I described the start of our morning on February 24, 2022, in my "War diary from the Ukrainian shelter". I had an eight-month-old son in my arms, it was important not to lose heart. I wrote to my psychoanalyst, who at that time was in Donetsk, in the basement, about my confusion. She said that maybe letting my emotions out through creativity would help me deal with the situation.

I started looking for newspapers with news about the war, I asked my neighbors for some, but I never found any. Therefore, I drew the first work of that period in pencil on the tenth day of the full-scale invasion. It was the day when I took the little one for a walk in the stroller and saw a Kalashnikov assault rifle on the table near the house. Previously, it was impossible to imagine such an absurdity.


Then we talked a lot with our relatives, discussed how to act better. Maybe go to the west of Ukraine? It was a very difficult choice at the time. You could say it was a choice between the likelihood of perishing, if we stayed and the likelihood of perishing on the way. After all, online news resources wrote about Russian soldiers shooting families with children on the roads. It was very scary...

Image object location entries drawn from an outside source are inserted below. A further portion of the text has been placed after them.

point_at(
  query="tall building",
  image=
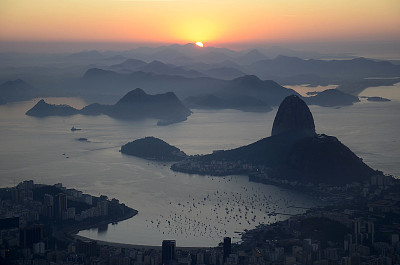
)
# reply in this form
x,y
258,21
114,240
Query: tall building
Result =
x,y
60,205
168,252
31,235
227,247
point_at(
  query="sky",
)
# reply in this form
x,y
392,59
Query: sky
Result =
x,y
210,21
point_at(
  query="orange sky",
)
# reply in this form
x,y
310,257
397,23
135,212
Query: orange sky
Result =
x,y
210,21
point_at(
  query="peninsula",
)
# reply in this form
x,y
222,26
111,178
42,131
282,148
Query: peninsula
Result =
x,y
135,105
152,148
293,153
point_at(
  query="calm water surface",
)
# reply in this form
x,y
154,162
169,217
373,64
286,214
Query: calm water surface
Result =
x,y
194,210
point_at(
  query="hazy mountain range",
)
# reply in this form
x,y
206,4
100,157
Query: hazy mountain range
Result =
x,y
202,77
135,105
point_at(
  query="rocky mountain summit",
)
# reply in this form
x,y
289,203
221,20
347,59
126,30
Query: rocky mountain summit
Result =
x,y
294,153
293,116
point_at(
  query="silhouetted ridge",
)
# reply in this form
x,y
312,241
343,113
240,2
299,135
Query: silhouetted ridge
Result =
x,y
133,96
293,116
136,104
43,109
153,149
16,90
294,152
97,72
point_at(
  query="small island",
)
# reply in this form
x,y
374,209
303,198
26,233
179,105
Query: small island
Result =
x,y
152,148
376,99
294,153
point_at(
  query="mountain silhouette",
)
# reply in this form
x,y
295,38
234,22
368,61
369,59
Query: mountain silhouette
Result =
x,y
135,105
16,90
293,152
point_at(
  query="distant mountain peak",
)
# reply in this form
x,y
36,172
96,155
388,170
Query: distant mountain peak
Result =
x,y
94,72
134,95
293,116
247,80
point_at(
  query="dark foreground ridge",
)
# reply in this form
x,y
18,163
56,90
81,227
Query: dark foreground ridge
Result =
x,y
294,153
135,105
153,149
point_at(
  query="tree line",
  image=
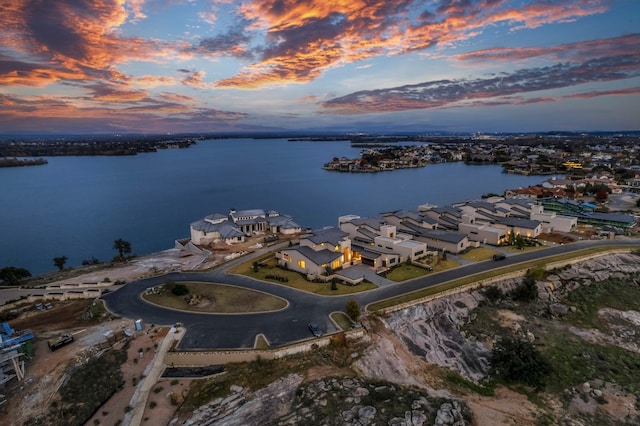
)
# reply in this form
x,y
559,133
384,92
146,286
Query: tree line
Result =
x,y
12,275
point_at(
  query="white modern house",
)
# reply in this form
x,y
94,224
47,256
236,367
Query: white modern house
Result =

You take an active part in the artistic life of Vienna, presenting your works filled with symbols. How important do you think the contribution of the "cultural front" can be to Ukraine's victory?

To date, I have taken part in five exhibitions in Vienna. My first exhibition was personal, at the Polish Institute in Vienna. It was a great honor for me, because representatives of the embassies of European countries came to the opening. I had the opportunity to tell my story, which I called "Broken Dreams. War diary from a Ukrainian shelter". Through it, I wanted to convey the feelings of every Ukrainian woman who had to flee the war with her children.

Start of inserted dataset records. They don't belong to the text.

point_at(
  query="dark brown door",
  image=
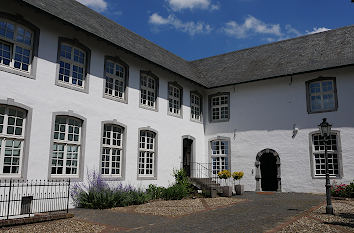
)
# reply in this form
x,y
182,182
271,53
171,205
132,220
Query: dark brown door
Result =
x,y
187,155
269,174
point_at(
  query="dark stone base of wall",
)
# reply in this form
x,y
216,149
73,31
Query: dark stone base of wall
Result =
x,y
34,219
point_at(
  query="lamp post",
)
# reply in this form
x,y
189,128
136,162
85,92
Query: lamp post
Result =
x,y
325,129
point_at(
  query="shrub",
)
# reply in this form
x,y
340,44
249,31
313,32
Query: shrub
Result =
x,y
155,192
343,190
176,192
225,174
181,189
97,194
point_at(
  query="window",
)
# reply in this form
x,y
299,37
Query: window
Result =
x,y
72,59
148,90
112,150
196,107
220,155
116,80
174,99
66,146
219,105
322,95
318,155
147,153
12,137
16,45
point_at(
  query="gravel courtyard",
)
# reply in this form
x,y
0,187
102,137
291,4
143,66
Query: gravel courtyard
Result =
x,y
252,212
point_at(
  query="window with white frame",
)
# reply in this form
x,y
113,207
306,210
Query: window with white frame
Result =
x,y
66,146
147,153
115,80
174,99
219,155
112,150
16,45
72,65
148,91
322,95
219,105
318,155
196,107
12,137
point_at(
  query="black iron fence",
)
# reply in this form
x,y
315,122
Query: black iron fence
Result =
x,y
25,198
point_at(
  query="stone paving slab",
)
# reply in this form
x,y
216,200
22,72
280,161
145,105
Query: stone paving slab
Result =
x,y
259,213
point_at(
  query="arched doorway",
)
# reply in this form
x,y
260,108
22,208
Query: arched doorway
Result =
x,y
268,171
188,154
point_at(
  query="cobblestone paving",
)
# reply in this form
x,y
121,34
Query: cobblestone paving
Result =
x,y
276,212
318,221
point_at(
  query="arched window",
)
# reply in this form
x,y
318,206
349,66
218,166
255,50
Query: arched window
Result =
x,y
16,45
66,146
220,155
12,137
112,150
318,155
147,153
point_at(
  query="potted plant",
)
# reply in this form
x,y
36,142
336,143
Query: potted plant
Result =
x,y
239,189
224,175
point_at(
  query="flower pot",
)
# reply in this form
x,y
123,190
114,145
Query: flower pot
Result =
x,y
226,191
239,189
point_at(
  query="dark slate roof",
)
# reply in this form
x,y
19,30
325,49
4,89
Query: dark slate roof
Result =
x,y
83,17
319,51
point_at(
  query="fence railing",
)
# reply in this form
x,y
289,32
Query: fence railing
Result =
x,y
24,198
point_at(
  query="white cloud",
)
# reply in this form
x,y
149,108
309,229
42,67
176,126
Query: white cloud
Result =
x,y
190,27
98,5
178,5
251,25
290,30
317,30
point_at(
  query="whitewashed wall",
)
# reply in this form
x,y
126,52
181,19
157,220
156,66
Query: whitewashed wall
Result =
x,y
44,97
262,116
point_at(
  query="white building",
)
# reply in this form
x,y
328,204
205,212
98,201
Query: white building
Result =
x,y
79,92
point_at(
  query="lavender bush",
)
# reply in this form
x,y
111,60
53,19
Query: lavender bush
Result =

The second exhibition was called "Myt’ ‒ Where Past Meets Present". It was one of my favorite exhibitions. Myt' is the moment when everything can change in a second. The myt' is the moment when the past meets the present, and traditions are woven into the present.

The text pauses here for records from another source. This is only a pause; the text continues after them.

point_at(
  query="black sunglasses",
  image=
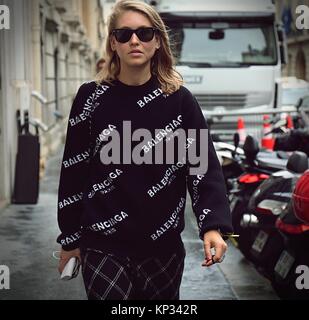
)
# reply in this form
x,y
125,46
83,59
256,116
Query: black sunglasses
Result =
x,y
143,34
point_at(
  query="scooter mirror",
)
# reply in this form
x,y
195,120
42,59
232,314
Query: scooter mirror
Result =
x,y
297,162
236,140
251,147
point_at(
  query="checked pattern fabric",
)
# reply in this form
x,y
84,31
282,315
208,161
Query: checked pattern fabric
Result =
x,y
110,277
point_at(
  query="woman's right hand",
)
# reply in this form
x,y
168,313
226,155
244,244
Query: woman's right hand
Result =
x,y
65,256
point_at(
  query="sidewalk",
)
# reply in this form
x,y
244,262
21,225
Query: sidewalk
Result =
x,y
27,240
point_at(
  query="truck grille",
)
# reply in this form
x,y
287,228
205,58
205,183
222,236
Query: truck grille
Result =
x,y
230,101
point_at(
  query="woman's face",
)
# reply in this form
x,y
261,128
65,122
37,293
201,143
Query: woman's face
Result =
x,y
134,53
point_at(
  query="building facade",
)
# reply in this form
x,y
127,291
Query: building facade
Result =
x,y
49,49
297,39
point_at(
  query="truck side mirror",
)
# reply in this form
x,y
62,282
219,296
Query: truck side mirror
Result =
x,y
282,45
216,35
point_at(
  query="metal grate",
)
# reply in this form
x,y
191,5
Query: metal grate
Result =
x,y
230,101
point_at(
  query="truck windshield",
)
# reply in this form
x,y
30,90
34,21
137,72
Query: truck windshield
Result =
x,y
230,44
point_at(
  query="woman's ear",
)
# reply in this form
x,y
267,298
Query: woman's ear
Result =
x,y
112,43
158,42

The doll-motanka is one of my works to which I would like to draw special attention. It is human-sized, I worked on it for about two months. I also used the columns of newspapers to create my motanka. In this way, I emphasized the connection between the ancient Ukrainian doll and the Ukrainian present, which, because of the war, is the present of world news.

I placed Berehynia on the apron of the motanka. In ancient Slavic mythology, she is the goddess of goodness and protection, which is why I depicted her with arms open for a saving embrace. The "ornament" is a newspaper text about the defense of Ukraine. Such the image is meant to stand in the way of evil and bring long-awaited peace to my country.

Apart from your artistic/creative achievement, what has given you particular pride?

I think being able to convey the feelings of every Ukrainian woman who had to flee the war with her children."